Selon l’ampleur souhaitée du mécanisme incitatif et ses délais de répercussion sur le taux de recours, différents mécanismes peuvent être imaginés :
- Instaurer un mécanisme de ticket modérateur pour plafonner la quote-part de la formation pouvant être financée via le CPF appliqué à certaines formations (permis de conduire) ; ce mécanisme présente l’avantage de la lisibilité, de la simplicité de mise en œuvre et sans doute l’effet le plus direct sur la dépense. Il est, en revanche, susceptible de brouiller le message politique sur les moyens alloués à chacun pour maîtriser son projet de formation. La différence pourrait être prise en charge par l’abondement des entreprises.
- Plafonner le montant pris en charge, considérant que le différentiel représenterait soit un reste à charge pour les particuliers soit relèverait de l’abondement des entreprises.
- La seule réforme paramétrique possible (mais à forte visibilité médiatique) serait d’abaisser le montant du crédit chargé annuellement par exemple de 500 € à 400 €.
Conséquences financières : L’impact budgétaire effectif d’une telle mesure serait cependant incertain et en tout état de cause très différé dans le temps. Pour ces raisons, son impact à l’horizon 2023 est assez douteux et non mesurable.

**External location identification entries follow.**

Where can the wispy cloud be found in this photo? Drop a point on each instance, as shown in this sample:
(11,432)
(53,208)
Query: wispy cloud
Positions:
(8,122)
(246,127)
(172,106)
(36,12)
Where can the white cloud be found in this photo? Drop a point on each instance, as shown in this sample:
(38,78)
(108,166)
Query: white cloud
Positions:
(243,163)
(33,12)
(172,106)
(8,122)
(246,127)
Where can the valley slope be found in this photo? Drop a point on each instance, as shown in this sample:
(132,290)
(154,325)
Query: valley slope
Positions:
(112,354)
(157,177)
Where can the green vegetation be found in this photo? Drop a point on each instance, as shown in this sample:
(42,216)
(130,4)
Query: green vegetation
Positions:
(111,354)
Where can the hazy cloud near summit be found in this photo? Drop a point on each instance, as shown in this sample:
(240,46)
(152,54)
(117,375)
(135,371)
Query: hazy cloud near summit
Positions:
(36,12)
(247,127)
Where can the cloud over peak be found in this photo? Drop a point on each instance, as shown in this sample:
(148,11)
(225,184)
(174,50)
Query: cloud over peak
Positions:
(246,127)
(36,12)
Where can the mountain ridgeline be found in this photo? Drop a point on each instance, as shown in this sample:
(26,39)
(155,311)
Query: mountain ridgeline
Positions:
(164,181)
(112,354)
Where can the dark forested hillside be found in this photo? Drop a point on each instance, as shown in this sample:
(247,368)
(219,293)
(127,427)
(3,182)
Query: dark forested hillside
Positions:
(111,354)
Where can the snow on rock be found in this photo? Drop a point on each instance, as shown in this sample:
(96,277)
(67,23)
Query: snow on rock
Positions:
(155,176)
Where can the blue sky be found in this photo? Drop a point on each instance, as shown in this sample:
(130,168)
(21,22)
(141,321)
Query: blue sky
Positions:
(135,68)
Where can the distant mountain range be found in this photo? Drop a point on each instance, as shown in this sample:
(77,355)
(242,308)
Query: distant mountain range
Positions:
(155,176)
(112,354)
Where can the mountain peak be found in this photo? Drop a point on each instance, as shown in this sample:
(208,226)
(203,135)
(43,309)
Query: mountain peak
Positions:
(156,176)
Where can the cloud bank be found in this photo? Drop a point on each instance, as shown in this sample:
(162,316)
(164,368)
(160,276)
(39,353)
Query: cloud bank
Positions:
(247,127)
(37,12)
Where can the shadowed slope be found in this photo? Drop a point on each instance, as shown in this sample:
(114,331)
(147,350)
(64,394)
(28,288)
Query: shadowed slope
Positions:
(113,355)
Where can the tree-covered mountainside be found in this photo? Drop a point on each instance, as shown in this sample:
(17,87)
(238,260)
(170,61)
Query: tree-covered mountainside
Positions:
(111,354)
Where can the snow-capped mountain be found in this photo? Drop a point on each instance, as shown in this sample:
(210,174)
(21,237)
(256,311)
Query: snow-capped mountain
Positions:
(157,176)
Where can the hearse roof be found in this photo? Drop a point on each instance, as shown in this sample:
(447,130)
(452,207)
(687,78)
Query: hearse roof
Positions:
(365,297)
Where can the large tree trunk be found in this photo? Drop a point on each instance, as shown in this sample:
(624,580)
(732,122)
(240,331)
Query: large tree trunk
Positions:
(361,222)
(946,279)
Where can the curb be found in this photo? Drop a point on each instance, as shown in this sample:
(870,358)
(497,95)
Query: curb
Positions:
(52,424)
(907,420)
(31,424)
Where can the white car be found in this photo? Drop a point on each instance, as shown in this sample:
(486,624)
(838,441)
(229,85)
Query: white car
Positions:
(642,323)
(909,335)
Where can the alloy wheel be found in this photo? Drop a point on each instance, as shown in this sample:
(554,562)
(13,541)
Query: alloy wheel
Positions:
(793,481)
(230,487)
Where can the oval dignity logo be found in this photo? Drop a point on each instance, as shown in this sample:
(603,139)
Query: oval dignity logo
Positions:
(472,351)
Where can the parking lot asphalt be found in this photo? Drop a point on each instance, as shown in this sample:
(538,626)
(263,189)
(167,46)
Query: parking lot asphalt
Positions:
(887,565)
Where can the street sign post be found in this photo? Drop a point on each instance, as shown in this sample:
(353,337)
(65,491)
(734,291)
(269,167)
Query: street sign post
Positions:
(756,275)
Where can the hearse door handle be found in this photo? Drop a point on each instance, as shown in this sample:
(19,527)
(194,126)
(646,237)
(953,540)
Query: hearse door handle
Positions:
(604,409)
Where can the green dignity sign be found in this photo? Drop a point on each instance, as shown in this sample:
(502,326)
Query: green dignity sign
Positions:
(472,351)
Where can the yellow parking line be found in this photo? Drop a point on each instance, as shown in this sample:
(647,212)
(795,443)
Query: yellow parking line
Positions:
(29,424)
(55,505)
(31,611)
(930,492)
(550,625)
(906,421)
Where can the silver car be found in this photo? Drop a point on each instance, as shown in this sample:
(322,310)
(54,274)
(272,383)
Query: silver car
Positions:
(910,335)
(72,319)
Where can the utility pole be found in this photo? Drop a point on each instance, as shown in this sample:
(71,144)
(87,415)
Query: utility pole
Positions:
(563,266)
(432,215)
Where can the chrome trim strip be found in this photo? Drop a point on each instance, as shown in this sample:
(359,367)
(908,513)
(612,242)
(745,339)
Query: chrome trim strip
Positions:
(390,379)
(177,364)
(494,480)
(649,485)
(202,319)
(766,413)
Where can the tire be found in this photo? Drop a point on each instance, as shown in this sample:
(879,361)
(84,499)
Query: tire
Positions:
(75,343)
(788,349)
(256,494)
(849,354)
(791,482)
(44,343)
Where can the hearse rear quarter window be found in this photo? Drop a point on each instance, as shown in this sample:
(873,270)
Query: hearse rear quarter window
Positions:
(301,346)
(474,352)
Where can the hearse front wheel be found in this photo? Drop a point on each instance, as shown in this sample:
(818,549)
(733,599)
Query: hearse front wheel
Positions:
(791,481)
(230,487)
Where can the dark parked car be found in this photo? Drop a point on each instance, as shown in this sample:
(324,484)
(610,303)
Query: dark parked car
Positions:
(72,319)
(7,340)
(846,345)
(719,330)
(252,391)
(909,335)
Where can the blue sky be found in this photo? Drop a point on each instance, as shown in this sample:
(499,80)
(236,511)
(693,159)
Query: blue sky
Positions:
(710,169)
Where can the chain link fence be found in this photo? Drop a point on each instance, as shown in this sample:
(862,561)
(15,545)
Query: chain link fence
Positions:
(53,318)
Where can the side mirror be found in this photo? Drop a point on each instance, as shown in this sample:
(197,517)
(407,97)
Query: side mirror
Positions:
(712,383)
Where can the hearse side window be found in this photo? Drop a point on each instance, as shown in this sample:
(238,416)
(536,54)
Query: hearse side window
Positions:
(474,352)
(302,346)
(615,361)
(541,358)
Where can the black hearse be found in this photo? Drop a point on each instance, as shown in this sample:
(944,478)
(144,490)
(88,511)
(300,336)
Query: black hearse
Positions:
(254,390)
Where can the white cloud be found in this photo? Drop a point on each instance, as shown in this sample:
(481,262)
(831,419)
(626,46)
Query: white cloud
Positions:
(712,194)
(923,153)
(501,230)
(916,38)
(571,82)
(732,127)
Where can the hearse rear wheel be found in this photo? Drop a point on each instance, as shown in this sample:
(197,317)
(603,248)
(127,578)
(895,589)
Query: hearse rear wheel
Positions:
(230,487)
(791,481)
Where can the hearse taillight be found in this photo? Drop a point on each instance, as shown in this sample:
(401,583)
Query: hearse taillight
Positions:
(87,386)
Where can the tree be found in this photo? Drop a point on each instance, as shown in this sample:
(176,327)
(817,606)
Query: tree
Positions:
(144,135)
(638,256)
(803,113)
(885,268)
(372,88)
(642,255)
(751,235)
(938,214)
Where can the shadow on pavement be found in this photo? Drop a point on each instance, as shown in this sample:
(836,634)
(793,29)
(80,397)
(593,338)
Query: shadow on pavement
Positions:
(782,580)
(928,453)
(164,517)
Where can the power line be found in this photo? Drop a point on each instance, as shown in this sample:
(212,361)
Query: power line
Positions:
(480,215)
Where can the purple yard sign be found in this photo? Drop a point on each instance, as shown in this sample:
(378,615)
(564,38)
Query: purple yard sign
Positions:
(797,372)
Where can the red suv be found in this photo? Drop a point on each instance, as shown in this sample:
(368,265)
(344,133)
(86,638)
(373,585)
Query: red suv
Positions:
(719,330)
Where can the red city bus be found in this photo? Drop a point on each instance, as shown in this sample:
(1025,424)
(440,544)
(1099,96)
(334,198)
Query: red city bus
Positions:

Pour les catégories de personnes bénéficiant d’un abondement mensuel de 800 €, le montant du crédit chargé annuellement serait maintenu.
Sur le plan des conséquences financières autrement dit, sur le plan budgétaire, il présente l’inconvénient d’abaisser le niveau de reconstitution des comptes déjà mobilisés mais n’aurait pas d’effet sur le stock de salariés n’ayant encore pas mobilisés leur CPF au 31 décembre 2020. Son effet sur le court terme est donc très incertain. La mission constate cependant que dans le cadre du recours au CPF rénové, le coût moyen d’une formation prise en charge s’est réduit de 1 244 € fin novembre 2019 à 1 174 € fin février 2020, soit une baisse d’environ 6 % depuis la mise en place de « Mon compte formation » en novembre 2019. Le montant moyen de recours au CPF, et la proportion de saturation des CPF, pourraient être amenés à croître avec la possibilité d’abondement des employeurs sera possible à compter du second semestre 2020.
Si l’objectif politique du million de formations financées devait être atteint à un coût moyen de 1 000 € la formation, l’autorégulation du dispositif n’est pas à exclure.
Propositions du rapport sur le CPF et ses conséquences financières
- Proposition n° 14 : Dans la philosophie du CPF, il n’existe pas de mesures en phase avec l’esprit de la réforme. Néanmoins, si une inflexion significative de la réforme était assumée, les leviers suivants pourraient être actionnés :
- Proposition n° 14a : Instaurer un ticket modérateur sur l’utilisation du CPF ;
- Proposition n° 14b : Plafonner le montant pris en charge ;
- Proposition n° 14c : Abaisser le montant du crédit chargé annuellement.